Do you know that I correspond with a U.S. Naval aviator? He
is with the VFA-103, fighting in Iran even now and commands
a squadron of your new Super Hornets. Mark knows him and both
of them are most interested in how 433 Squadron employs its
Hornets here. Mark had a most smug expression on his face
as we gathered and when I asked him about it he almost broke
into laughter! When I asked him what was funny, he could only
look over my shoulder at the Canadian pilots getting cups
of coffee and shake his head.
Youll see.
A
general officer of the staff entered and someone called us
all to strict attention. This would be our briefer for this
mission. He gave us leave to be seated and the lights dimmed
as he started paging through the Power Point. This apparently
was a much anticipated mission!
Okay. You all know that we
got run out of the Gudauta airbase last month by IRLF rocket
artillery. Weve been looking for some payback ever since
and now, our Canadian partners are going to be the ones to
deliver the mail.
A change of slide, to a photo of the
BM-21 Grad, a truck carrying a multiple rocket
launcher.
This is your target. A platoon
of BM-21 122mm launcher vehicles. Theyre set up in a
tree line, couple klicks south of the Gumista river. The coordinates
of this site are in your brief.
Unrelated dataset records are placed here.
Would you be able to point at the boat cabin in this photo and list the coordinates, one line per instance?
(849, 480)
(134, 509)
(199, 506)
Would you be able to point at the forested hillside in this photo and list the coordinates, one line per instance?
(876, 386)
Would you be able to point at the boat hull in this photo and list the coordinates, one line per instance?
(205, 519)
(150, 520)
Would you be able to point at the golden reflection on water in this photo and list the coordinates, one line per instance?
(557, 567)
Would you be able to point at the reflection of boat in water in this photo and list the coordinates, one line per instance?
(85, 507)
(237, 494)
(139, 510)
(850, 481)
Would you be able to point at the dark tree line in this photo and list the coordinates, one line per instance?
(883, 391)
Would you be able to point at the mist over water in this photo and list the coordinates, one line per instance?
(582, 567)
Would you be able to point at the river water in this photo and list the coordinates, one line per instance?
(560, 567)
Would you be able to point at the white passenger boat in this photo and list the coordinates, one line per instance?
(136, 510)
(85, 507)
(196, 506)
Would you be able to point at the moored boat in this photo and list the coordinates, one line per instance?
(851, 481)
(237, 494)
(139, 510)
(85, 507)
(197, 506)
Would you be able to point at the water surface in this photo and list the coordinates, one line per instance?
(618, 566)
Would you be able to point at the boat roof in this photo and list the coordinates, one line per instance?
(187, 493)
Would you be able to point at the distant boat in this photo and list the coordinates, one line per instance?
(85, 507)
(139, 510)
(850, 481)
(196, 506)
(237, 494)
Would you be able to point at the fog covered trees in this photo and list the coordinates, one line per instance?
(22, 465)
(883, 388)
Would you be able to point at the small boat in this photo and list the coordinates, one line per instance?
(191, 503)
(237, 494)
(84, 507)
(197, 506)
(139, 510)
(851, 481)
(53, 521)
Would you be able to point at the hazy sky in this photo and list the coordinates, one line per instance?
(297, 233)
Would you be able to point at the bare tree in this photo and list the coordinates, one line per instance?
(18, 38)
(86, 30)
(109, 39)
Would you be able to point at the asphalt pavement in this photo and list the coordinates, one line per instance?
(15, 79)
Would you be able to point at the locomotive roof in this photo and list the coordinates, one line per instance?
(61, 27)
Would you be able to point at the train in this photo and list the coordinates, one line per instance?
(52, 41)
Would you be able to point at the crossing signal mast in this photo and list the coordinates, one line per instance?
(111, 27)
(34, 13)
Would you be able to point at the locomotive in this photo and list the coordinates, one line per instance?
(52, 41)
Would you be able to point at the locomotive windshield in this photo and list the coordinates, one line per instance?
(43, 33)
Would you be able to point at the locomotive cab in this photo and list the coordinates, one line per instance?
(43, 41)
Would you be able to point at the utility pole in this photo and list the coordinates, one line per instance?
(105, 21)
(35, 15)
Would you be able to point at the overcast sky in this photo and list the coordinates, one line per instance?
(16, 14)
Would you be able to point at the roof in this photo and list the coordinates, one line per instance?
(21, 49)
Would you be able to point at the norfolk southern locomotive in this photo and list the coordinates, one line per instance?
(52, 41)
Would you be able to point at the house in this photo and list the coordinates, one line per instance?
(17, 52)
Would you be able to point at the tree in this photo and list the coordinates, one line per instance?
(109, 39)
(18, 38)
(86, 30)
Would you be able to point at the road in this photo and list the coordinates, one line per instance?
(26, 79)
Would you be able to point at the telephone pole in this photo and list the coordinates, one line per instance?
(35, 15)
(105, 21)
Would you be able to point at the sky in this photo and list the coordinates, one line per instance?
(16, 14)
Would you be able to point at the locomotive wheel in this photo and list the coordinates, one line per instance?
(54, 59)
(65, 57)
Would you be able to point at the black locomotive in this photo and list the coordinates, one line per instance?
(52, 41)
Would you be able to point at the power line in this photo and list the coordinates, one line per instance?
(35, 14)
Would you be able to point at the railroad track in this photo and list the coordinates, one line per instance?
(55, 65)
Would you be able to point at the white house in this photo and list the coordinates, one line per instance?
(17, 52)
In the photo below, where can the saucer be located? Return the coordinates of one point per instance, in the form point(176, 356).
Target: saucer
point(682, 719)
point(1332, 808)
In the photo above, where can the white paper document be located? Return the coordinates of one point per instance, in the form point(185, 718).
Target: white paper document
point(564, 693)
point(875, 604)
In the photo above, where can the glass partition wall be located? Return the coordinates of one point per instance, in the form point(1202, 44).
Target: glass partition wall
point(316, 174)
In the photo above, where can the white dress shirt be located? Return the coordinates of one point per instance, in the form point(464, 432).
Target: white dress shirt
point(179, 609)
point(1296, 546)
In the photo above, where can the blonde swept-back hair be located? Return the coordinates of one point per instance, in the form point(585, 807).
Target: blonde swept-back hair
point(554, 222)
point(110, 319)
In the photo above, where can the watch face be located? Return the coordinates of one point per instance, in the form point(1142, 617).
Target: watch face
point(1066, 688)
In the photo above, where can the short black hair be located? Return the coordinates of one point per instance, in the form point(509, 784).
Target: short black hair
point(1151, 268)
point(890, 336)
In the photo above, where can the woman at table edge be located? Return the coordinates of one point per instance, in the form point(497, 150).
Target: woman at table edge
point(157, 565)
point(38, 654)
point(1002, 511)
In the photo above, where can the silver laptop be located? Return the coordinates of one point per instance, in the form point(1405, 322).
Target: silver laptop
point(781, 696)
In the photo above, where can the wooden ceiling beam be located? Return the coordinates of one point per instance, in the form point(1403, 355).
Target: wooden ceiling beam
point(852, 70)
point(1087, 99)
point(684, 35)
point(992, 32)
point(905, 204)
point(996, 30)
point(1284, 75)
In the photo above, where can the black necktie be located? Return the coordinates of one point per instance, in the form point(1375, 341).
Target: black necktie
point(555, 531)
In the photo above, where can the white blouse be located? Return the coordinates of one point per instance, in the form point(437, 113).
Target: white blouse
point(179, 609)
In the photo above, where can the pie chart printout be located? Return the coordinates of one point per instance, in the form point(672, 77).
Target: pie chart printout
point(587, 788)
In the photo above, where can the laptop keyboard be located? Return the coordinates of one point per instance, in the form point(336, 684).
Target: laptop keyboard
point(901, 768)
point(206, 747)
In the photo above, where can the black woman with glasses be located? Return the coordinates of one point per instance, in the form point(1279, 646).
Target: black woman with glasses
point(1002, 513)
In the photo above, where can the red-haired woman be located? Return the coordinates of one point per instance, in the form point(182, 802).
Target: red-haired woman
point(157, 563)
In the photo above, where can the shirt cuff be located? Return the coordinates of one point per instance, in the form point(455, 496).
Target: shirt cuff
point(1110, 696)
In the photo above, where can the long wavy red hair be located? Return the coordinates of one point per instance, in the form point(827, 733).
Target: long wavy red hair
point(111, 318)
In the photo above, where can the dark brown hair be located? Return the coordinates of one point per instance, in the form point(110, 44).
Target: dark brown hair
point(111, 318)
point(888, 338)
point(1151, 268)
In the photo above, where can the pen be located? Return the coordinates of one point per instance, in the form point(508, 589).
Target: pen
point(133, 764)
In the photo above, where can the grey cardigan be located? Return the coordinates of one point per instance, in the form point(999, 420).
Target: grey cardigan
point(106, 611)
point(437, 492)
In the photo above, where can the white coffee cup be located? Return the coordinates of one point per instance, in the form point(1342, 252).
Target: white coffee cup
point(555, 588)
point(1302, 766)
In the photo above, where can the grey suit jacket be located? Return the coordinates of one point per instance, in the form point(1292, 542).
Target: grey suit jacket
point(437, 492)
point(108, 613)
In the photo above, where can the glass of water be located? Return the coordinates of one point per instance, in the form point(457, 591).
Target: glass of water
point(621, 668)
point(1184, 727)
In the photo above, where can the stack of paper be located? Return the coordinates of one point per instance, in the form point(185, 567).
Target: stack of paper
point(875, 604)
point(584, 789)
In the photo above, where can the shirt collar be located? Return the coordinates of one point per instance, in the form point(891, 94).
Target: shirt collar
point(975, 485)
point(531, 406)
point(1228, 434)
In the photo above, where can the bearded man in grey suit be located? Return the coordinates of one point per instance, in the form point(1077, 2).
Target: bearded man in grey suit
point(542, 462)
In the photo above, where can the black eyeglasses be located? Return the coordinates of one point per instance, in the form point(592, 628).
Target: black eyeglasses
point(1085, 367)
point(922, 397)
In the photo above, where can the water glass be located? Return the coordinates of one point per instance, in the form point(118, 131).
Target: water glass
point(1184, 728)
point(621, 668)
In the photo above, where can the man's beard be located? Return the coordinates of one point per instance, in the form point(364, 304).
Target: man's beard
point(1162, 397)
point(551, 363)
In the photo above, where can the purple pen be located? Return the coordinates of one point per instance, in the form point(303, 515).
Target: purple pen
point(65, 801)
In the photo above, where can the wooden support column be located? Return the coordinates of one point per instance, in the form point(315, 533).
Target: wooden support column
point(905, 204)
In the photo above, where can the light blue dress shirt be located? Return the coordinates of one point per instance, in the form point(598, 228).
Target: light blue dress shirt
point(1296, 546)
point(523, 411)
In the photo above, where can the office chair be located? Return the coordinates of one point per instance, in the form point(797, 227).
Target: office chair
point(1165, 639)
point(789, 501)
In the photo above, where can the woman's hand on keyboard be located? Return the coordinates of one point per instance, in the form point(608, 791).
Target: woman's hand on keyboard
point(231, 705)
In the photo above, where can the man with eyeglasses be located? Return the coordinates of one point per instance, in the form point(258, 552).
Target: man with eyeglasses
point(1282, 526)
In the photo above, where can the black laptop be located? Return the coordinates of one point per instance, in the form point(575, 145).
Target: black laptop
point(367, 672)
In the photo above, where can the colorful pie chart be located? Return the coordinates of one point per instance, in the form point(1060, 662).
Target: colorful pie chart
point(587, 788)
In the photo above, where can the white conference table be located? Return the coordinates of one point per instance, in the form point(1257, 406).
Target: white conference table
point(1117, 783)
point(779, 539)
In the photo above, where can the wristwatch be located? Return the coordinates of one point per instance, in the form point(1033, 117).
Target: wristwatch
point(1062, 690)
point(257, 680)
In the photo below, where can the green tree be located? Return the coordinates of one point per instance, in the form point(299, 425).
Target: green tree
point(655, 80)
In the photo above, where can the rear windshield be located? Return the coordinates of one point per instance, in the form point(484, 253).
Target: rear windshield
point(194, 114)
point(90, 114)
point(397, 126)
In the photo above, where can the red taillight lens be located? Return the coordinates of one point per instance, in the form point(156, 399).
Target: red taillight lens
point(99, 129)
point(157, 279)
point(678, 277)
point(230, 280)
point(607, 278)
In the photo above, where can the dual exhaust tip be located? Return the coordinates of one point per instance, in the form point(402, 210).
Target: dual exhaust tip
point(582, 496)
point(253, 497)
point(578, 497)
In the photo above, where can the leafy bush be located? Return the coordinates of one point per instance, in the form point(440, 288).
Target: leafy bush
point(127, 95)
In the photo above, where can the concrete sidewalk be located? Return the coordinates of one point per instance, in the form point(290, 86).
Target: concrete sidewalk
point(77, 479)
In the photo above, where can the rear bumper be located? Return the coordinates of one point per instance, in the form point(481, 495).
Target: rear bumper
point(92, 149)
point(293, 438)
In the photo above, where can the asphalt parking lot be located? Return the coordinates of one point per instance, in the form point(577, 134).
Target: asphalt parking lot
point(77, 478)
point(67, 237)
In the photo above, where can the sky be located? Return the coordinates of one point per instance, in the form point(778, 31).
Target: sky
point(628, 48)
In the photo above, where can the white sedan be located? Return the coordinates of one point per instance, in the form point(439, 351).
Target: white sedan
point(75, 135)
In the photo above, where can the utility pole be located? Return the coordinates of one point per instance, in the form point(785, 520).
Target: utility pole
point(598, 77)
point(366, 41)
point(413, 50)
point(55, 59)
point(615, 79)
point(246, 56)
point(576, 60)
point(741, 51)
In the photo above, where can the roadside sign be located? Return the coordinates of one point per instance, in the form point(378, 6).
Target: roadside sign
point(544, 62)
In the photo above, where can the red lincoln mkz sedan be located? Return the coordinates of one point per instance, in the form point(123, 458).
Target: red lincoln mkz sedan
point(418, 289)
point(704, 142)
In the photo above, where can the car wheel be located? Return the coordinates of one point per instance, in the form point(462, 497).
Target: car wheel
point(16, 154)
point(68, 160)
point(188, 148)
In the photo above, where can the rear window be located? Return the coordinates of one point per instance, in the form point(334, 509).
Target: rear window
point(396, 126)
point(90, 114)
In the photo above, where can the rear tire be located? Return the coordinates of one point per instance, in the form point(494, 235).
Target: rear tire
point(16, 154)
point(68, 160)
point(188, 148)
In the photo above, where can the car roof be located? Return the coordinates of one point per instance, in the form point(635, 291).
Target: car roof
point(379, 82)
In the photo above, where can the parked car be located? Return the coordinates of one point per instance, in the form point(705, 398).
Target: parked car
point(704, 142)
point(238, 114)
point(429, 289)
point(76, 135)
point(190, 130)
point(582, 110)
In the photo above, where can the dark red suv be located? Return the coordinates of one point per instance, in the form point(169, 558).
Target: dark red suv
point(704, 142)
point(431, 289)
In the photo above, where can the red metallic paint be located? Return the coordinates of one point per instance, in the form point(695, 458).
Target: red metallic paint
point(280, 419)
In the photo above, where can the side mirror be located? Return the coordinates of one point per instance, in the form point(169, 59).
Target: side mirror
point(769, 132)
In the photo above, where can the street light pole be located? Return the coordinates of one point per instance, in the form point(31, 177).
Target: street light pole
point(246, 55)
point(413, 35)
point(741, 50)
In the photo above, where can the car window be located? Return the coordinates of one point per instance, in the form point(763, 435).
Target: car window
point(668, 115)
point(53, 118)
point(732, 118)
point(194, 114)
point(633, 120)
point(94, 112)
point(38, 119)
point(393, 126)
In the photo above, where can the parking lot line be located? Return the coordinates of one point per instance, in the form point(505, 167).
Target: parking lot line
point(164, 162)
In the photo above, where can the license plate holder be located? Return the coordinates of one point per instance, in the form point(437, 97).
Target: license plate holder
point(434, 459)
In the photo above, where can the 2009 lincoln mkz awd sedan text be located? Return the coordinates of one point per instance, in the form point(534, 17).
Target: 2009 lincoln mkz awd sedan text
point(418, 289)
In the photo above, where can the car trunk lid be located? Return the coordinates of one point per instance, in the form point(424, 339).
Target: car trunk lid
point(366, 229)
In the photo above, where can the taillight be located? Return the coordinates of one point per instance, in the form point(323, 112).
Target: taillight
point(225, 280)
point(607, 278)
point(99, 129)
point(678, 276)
Simple mission: Search and
destroy.
The next slide showed an overhead
view of the target site.
Youll ingress from
the north, at low altitude. Be on the lookout for MANPADS
in the area. The IRLF are known to carry the SA-16 man-portable
missile system. You dont want anything coming to you
from Russia, with love.
That provoked a tense chuckle from
this captive audience and the general winced, then looked
at me.
No offense, Captain Andreeva.
I take none, sir!
Okay. 433 Squadron
will be covered by F-15 Charlies from the 27th, Andreeva and
Deitz, right?
Major Curtis nodded and the
briefing continued.
You two need to be
on your toes for bandits out of Suhumi. Intel has it that
more MiGs are there, Syrian again and Iranian. Theyll
be inside 25 nautical miles of you at wheels-up if they scramble,
so you wont be BVR long if that happens. Make the most
of what youve got the far better aircraft and
missiles. God knows how theyre managing to split their
air force like this with the hell the Navys giving them
down in Iran right now.
Hooooo-AH, sir!
That brought a smile to the generals
shadowed face.
Indeed so, Commander Mitchell.
All right, people. Youre burning daylight.